Vatutin took a breath. That was the first good news that he’d heard here. “And this one, how much longer?”

The doctor merely looked at his watch and smiled. Vatutin wanted to hate him, but recognized that this physician, this healer, was merely doing what he’d been doing for years, more quickly, and with no visible damage that might embarrass the State at the public trials that the KGB now had to endure. Then, there was the added benefit that even the doctor hadn’t expected when he’d begun the program . . .

“So . . . what is this third stage?”

Svetlana saw them swimming around her form. She tried to warn it, but that would mean getting back inside, and she didn’t dare. It was not so much something she could see, but there were shapes, predatory shapes plying the space around her body. One of them closed in, but turned away. Then it turned back again. And so did she. She tried to fight against it, but something drew her back into the body that was soon to be extinguished. She got there just in time. As she told her limbs to swim faster, it came up from behind. The jaws opened and enveloped her entire body, then closed slowly around her. The last thing she saw was the light toward which she’d been swimming—the light, she finally knew, that was never there. She knew her protest was a vain one, but it exploded from her lips.

“No!” She didn’t hear it, of course.

She returned now, condemned to go back to her useless real body, back to the gray mass before her eyes and the limbs that could move only without purpose. She somehow understood that her imagination had tried to protect her, to get her free—and had failed utterly. But she couldn’t turn her imagination off, and now its efforts turned destructive. She wept without sound. The fear she felt now was worse than mere panic. At least panic was an escape, a denial of what she faced, a retreat into herself. But there was no longer a self that she could find. She’d watched that die, had been there when it happened. Svetlana was without a present, certainly without a future. All she had now was a past, and her imagination selected only the worst parts of that . . .

“Yes, we’re in the final stage now,” the doctor said. He lifted the phone and ordered a pot of tea. “This was easier than I expected. She fits the profile better than I realized.”

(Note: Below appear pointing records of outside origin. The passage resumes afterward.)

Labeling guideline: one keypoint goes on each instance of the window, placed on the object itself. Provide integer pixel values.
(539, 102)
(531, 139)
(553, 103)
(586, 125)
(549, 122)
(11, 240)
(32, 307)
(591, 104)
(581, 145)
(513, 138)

“But she hasn’t told us anything yet,” Vatutin objected.

“She will.”

She watched all the sins of her life. That helped her to understand what was happening. This was the hell whose existence the State denied, and she was being punished. That had to be it. And she helped. She had to. She had to see it all again and understand what she’d done. She had to participate in the trial within her own mind. Her weeping never stopped. Her tears ran for days as she watched herself doing things that she ought never to have done. Every transgression of her life played out before her eyes in fullest detail. Especially those of the past two years . . . Somehow she knew that those were the ones that had brought her here. Svetlana watched every time she had betrayed her Motherland. The first coy flirtations in London, the clandestine meetings with serious men, the warnings not to be frivolous, and then the times she had used her importance to breeze through customs control, playing the game and enjoying herself as she committed her most heinous crimes. Her moans took on a recognizable timbre. Over and over she said it without knowing.